Figure 3. Changes in Sales Revenue by Commodity Group 

Source: University of Florida-IFAS.6 

Despite the major economic loss, the bright spots in the crisis are the generosity and quick thinking of producers, the public’s greater awareness and appreciation of farmers, and the resilience of the American farmer. As of mid-July, Joyner notes that the restaurant side is seemingly coming back, although with many restaurants shuttering their doors, some growers are still scrambling to place their products. Roberts notes that the crisis revealed that transportation seemed to not have been as much of an issue as previously thought, but that vulnerabilities in the entire food supply chain emerged because of the lack of storage capacity for perishable foods.
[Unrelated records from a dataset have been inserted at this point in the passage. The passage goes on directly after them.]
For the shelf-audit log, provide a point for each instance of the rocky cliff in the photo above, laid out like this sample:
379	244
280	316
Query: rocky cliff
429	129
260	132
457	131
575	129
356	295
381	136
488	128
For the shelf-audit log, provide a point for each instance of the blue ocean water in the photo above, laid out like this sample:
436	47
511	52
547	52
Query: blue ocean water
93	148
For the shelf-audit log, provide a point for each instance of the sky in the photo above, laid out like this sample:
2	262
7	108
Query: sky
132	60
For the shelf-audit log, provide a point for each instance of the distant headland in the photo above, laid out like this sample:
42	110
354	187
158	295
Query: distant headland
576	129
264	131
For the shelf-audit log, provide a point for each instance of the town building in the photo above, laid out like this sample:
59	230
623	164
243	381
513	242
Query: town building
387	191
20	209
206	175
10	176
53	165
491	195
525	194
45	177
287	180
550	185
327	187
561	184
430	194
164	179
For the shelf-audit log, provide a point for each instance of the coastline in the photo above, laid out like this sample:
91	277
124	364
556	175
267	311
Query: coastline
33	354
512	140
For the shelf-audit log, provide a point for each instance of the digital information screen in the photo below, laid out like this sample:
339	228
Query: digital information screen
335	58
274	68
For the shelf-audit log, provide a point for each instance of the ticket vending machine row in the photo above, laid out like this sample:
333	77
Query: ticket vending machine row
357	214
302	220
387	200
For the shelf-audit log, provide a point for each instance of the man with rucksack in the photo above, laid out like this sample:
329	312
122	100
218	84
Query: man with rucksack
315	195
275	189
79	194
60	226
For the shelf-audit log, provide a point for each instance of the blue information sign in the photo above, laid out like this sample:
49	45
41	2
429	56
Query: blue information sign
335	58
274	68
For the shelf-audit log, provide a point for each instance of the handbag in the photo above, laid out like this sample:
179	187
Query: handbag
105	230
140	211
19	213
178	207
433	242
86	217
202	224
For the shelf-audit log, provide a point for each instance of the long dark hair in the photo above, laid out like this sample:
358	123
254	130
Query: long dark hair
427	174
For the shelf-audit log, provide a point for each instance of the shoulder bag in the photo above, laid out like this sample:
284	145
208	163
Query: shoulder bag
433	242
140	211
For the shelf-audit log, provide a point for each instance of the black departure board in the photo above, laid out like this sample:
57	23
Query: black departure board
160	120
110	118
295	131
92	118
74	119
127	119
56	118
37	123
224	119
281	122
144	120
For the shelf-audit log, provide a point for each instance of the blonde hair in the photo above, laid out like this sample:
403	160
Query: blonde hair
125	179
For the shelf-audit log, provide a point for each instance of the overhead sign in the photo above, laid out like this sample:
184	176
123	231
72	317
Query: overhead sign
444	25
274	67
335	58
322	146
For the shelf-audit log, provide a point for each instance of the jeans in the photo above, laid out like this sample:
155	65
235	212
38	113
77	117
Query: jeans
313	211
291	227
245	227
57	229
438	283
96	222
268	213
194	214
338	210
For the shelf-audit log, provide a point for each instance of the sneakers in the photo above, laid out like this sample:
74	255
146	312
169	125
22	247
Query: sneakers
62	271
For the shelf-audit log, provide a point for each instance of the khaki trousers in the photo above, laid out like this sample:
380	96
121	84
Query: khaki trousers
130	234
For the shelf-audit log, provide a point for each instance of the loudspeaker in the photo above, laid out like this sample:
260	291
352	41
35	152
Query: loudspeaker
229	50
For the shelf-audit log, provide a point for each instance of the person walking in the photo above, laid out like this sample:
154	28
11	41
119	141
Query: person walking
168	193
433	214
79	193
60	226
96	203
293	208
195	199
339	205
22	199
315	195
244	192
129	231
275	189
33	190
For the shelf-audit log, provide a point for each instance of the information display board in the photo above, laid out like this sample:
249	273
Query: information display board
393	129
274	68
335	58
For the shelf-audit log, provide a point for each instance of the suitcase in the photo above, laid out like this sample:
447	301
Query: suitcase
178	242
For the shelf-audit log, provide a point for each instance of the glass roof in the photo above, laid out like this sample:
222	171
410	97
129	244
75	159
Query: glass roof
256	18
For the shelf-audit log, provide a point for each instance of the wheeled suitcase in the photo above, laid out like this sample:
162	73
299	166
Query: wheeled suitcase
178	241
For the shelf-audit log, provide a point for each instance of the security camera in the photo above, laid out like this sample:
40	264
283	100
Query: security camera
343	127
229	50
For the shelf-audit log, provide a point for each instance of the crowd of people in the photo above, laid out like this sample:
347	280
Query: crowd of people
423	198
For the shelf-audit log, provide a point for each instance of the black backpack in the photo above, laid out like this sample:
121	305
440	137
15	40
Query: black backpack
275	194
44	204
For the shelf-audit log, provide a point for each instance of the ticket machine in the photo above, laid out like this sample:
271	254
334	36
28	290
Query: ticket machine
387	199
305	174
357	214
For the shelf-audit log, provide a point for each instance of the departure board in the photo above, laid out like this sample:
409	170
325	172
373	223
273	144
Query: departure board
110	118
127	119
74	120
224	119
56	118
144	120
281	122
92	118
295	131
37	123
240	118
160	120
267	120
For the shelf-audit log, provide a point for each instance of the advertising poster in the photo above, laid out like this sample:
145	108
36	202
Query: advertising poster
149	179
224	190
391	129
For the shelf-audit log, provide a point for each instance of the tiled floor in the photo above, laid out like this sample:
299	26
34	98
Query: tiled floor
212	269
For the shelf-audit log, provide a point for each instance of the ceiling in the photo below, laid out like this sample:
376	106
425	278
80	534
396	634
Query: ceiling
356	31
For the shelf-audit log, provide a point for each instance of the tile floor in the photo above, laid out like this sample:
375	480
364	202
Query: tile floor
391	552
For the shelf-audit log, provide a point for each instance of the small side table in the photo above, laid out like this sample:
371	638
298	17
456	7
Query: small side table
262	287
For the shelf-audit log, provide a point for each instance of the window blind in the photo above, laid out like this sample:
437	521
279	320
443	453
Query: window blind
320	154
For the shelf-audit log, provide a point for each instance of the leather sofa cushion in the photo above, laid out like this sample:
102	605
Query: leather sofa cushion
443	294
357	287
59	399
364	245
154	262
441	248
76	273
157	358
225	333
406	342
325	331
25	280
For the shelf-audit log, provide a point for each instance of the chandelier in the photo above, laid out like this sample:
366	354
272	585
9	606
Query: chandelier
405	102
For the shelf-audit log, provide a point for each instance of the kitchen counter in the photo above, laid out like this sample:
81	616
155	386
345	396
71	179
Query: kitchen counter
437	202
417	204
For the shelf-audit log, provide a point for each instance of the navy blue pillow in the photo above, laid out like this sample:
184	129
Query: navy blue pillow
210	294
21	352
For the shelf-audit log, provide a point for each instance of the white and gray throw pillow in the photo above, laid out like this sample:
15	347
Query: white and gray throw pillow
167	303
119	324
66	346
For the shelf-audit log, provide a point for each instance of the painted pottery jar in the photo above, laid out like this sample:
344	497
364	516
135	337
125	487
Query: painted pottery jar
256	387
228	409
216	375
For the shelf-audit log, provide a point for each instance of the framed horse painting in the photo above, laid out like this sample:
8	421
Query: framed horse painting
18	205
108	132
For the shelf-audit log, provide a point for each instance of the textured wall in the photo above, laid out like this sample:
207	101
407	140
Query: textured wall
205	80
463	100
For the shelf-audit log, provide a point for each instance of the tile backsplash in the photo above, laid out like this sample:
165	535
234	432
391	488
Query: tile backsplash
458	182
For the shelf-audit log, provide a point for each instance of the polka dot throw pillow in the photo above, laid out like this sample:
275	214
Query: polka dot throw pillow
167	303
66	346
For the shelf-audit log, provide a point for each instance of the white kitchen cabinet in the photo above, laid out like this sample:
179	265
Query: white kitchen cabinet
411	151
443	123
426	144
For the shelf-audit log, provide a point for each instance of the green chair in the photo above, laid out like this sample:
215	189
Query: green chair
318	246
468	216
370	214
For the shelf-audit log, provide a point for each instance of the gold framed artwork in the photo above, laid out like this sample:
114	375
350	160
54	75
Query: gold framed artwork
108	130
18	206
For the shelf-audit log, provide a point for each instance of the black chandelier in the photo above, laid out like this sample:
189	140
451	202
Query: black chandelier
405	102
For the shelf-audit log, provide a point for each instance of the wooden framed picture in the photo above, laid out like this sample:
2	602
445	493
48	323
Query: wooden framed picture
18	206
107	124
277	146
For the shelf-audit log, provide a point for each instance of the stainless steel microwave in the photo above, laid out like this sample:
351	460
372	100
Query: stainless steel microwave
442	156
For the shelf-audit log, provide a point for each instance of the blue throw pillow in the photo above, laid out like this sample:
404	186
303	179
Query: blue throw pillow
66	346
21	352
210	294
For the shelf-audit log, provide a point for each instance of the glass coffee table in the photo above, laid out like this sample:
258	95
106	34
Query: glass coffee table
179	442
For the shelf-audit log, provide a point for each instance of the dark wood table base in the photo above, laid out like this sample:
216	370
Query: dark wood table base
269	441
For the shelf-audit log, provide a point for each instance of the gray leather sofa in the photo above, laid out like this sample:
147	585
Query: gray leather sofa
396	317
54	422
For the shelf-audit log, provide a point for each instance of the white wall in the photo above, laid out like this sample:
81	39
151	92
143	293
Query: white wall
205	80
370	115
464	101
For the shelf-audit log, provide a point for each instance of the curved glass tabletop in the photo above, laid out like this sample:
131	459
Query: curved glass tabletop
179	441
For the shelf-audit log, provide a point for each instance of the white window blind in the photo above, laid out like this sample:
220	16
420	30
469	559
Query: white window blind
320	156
The sudden loss of food service markets, in addition to cancellations and changes to retail market orders, led to supply surpluses in perishable fresh produce. Joyner cited the example of a grower who had picked and packed strawberries waiting in the cooler to be shipped to a retailer when the retailer suddenly cancelled the approximately US $500,000 contract. With nowhere else to turn, the producer then shipped 9 semi-truck loads of strawberries to Feeding Tampa Bay in a two-week period. After those two weeks, remaining product from this supplier had to be turned away due to a lack of cooler space. 

R.C. Hatton donated 100,500 servings of sweet corn, 50,000 servings of green beans, and 40,000 pounds of cabbage. Photo credit: Florida Fruit and Vegetable Association
Southern Hill Farms converted their U-Pick operation into a drive-through. Photo credit: Farm Foundation

As the crisis continues, the importance of the agricultural supply chain has demonstrated the resilience of the American farmer. As Roberts put it, “You’ve got the politics of the situation, the economics, and you’ve got the unbelievable pressure of increased international trade that’s just exacerbating the whole damage. But God bless the American farmer, particularly the Florida farmer. They are so resilient; they will try to come up with additional options. As to what is permanent versus what is of a year or two consequence, I don’t think we know right now. Thank goodness for the faith of the Florida farmer and farmers around the country have – they’re out there planting, getting new customers.” Even still, “There’s been an unbelievable, undocumented amount of pain.”